Many Bacillus subtilis strains simultaneously produce some lipopeptide antibiotics, whose peptide moiety is synthesized nonribosomally by large template enzyme complexes (e.g., B. subtilis RB14 [33]). Such lipopeptide antibiotics identified thus far have been divided into three groups according to their structure, as follows: the surfactin group (28), the plipastatin and fengycin group (34), and the iturin group (10, 24, 27).

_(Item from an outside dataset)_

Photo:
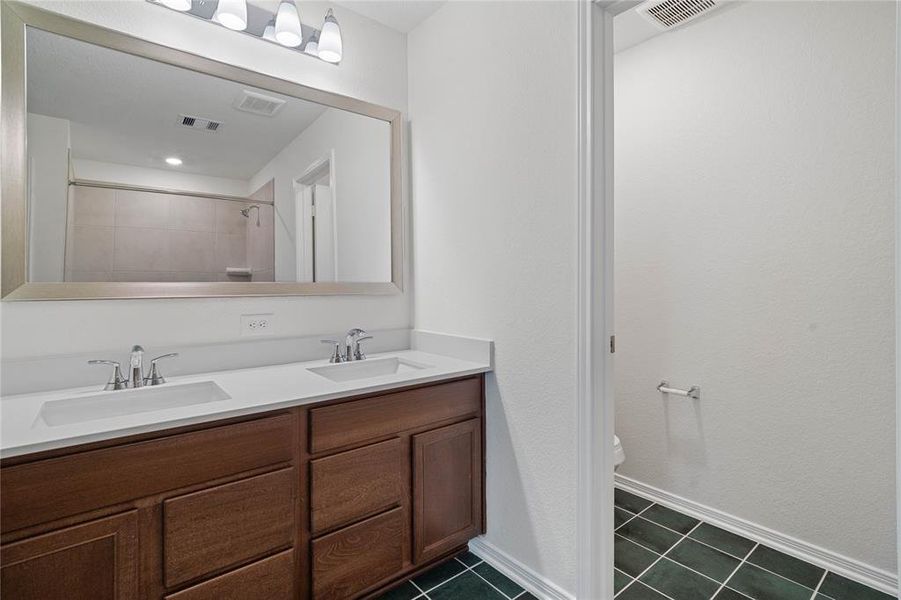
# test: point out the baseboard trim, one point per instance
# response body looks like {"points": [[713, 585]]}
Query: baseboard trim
{"points": [[530, 580], [847, 567]]}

Iturin group lipopeptides are composed of seven {alpha}-amino acids and one ß-amino acid with a long lipid moiety and are potent antifungal agents (24). Three distinct operons that belong to the iturin group have been cloned and sequenced thus far: the mycosubtilin operon of B. subtilis ATCC 6633 (3), the iturin A operon of B. subtilis RB14 (33), and the bacillomycin D operon of B. amyloliquefaciens FZB42 (19). All of these operons are composed of a putative transcriptional unit with four genes: one small gene that encodes malonyl-coenzyme A transferase and is probably responsible for ß-amino acid synthesis and three large genes that encode large template enzymes for the synthesis of peptides with defined sequences and chiralities. Although the percent amino acid sequence identities between the operons range from approximately 75% to 85%, the flanking regions of the operons are quite different from each other, as shown in Fig. 1. The flanking region of the mycosubtilin operon is identical to that of the plipastatin operon of B. subtilis 168 (3). On the other hand, the iturin A and bacillomycin D operons are flanked by sequences homologous to xynD of strain 168 (19, 33) (Fig. 1). These findings strongly indicate the dynamic features of the iturin group operons.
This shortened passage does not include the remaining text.